Even after the team has been assembled and trained, the Lead Assessor remains accountable for ensuring that its processes remain on track.
As team manager, the Lead Assessor assigns and helps negotiate roles and responsibilities for various assessment activities. Ideally, team members make these decisions collectively, including who will monitor which KPA or PA, who will ask which question, how the consolidation time will be organized, and so on. When the team reaches an impasse, however, or when no one agrees to take on a particular task, it is the role of the Lead Assessor to take responsibility for seeing that a decision is reached.
The following seven areas are the cores of team management skills.
- Planning Mapping out the sequence of activities and their interdependencies is a key skill for managing the assessment method. Planning is much more than scheduling because it involves being able to estimate with some confidence all resources required, and to identify, coordinate, and negotiate with key stakeholders.
- Decision-Making The team needs to identify and agree to both a set of decision rules and a process for arriving at decisions that is consistent wit the purpose of the assessment and the needs of the team. While the recommended decision-making strategy during the assessment is consensus, the team needs to consider what latitude rests with the Lead Assessor in making a decision when the team is either unavailable or is at an impasse and refuses to negotiate.
- Ground Rules The team needs to create a set of ground rules for how it will work together. Although certain ground rules are implicit in the assessment method (e.g., confidentiality and consensus), it is important that the team explicitly agree to guidelines for what they expect from one another and how they will handle various situations that may arise.
- Communication Communication has two components: sending and receiving. The team is expected to provide high-quality written and oral communication during the assessment, adhering to the principle of neutral (i.e., non-judgemental) feedback. The team is also expected to listen carefully to participants and to control their own biases as much as possible so that it can hear and understand the participants’ perspectives.
- Collaboration The assessment method places a high value on recognizing that each team member and each participant has expertise to share. You can enact this by conducting all meetings as peer activities and giving multiple opportunities for team members and participants to provide input. Within the context of this value, however, some boundaries need to be set in the interest of time, especially during the closed team meetings. Although guidance is provided, the team needs to identify where it needs to collaborate and where it is appropriate for team members to work independently.
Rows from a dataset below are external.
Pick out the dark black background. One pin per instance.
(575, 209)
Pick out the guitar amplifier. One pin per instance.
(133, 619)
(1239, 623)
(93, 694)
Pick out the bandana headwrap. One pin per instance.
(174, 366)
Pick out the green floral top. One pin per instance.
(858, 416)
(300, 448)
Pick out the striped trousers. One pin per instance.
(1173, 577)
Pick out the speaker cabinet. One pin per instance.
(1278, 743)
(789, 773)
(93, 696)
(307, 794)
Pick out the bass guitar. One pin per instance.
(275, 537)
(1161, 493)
- Negotiation The assessment method involves a large number of people and activities that require careful coordination. Line managers, participant, and the assessment team all must understand and agree to the schedule, the resources committed, and their roles and responsibilities so that the assessment is conducted effectively. The Lead Assessor has dual responsibility for securing those agreements as well as being explicit about his or her needs during the assessment.
- Conflict Resolution Each team member brings a unique perspective and set of experiences to the assessment activities, which by definition creates the potential for conflict. These different perspectives should be welcomed because they offer a more complete picture of a situation. The problems arise when differences harden into non-negotiable positions or when they are perceived as personal attacks.
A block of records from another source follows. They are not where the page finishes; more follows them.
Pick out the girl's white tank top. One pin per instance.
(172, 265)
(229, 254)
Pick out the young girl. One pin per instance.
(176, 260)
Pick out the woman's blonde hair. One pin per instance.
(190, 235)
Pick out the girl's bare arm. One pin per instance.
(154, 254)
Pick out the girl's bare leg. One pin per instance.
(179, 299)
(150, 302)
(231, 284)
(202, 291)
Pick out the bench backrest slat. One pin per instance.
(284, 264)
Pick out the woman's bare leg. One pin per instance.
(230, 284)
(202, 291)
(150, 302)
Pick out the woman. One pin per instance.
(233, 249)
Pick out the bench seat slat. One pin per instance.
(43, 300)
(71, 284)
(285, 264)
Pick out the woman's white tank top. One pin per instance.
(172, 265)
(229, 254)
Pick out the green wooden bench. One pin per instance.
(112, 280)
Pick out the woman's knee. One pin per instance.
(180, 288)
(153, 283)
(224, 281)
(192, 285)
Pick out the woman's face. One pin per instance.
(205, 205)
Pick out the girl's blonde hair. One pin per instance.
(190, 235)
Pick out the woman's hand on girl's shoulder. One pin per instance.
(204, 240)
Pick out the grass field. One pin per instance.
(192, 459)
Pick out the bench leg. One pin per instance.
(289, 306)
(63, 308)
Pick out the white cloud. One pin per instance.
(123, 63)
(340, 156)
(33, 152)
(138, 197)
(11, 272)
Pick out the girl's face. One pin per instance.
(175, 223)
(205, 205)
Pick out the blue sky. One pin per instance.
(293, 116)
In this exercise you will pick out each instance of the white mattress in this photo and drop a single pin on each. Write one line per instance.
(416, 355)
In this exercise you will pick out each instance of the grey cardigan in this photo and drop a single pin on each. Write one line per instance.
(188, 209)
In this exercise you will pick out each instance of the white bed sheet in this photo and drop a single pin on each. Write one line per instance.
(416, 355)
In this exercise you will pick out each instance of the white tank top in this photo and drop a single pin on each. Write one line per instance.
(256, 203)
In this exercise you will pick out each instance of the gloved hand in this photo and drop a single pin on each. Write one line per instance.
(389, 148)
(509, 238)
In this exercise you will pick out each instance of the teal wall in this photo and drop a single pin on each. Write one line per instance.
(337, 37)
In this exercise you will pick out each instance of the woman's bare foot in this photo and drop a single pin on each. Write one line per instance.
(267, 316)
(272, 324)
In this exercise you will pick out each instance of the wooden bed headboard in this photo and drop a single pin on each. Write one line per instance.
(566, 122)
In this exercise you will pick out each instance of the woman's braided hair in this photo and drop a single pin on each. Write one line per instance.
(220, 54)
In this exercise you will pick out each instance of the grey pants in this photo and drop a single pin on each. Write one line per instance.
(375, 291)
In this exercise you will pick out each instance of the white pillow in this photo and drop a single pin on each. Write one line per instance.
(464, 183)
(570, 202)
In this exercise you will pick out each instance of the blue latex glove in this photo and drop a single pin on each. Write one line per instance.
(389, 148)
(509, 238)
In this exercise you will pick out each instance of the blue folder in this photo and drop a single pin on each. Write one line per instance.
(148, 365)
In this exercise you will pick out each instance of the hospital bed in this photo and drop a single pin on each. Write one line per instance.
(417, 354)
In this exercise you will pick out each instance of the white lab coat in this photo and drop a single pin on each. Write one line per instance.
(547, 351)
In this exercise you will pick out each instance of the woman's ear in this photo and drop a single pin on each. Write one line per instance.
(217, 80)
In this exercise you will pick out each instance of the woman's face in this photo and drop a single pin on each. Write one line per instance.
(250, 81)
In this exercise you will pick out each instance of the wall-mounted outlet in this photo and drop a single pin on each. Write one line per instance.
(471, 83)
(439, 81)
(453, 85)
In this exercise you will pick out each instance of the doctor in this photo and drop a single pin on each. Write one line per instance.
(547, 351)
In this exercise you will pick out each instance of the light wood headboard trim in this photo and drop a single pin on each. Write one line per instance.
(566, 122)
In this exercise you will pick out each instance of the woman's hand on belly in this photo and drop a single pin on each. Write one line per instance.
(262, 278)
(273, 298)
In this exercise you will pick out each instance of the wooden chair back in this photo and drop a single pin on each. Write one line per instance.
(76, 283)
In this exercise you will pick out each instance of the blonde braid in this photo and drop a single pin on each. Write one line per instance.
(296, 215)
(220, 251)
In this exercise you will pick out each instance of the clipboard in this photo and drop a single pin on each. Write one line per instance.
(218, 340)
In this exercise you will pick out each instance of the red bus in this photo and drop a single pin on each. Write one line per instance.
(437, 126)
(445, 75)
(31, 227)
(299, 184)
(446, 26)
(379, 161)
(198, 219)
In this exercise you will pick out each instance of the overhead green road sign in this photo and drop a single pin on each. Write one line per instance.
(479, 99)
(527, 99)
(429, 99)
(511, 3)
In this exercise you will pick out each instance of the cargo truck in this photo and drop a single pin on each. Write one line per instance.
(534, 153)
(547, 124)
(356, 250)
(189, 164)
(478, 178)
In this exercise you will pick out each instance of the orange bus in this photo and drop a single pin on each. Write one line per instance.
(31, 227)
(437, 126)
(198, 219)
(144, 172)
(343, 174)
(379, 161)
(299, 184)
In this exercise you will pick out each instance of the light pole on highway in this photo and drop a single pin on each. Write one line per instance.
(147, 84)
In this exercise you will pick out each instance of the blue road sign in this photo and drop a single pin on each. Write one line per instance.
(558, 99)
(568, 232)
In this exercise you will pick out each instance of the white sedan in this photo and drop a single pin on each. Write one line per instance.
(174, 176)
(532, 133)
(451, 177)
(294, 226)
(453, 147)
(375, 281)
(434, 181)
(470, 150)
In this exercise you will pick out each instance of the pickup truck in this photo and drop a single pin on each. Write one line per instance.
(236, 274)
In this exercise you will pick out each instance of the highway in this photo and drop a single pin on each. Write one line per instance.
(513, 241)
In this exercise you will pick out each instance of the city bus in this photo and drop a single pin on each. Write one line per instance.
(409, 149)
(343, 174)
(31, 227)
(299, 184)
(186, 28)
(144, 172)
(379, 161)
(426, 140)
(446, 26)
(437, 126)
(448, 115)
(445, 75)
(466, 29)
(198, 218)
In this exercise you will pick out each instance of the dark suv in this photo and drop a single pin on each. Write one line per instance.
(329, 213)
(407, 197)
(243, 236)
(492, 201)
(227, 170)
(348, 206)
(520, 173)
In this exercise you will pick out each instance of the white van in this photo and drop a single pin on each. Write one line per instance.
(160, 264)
The Lead Assessor also serves as team facilitator and addresses the processes by which the team works together to perform the assessment. Effective performance is based on a shared understanding of and commitment to the ground rules and a shared commitment to the neutrality of the outcome. These issues are initially covered in the team building sessions during assessment team training, but they need reinforcement starting from the first activities of the assessment.
Facilitation keeps the team focused on the desired outcome of each assessment activity, especially when situations arise that divert the team from its expected course.
Teams often find that designating an individual to act as process facilitator keeps them focused on working together effectively, especially under the stress of the late hours and frequent deadlines that are part of the assessment onsite period. This role may be traded off throughout the assessment so that it does not become a burdensome addition to the responsibilities of team members.
In the final analysis, though, the Lead Assessor must be the ultimate arbiter. When there is conflict between two or more team members, the Lead Assessor is responsible for sorting it out. (It is quite common in fact to have situations where two team members cannot get alongone will always disagree with whatever the other says.)
The Lead Assessor must also continually monitor confusion about what the assessment is trying to accomplish or differing expectations about how an activity has been or will be conducted. Many of these confusions are based on misunderstanding the model, and they lead to arguments about what the model says (or should say). The Lead Assessor, as the facilitator, must anticipate these situations and negotiate a way through them, in part by on-the-spot instruction about the model.
The Lead Assessor needs to watch carefully for differences that can escalate into conflict and raise them in team discussions. (It may be helpful to establish ground rules for this early.) Focusing on objective data rather than on opinions, inferences, and conclusions is a good way to turn an argument into a discussion.
To the extent that team members keep focused on assessment principles, the risk that conflicts will sidetrack the team or split it into factions will be lessened.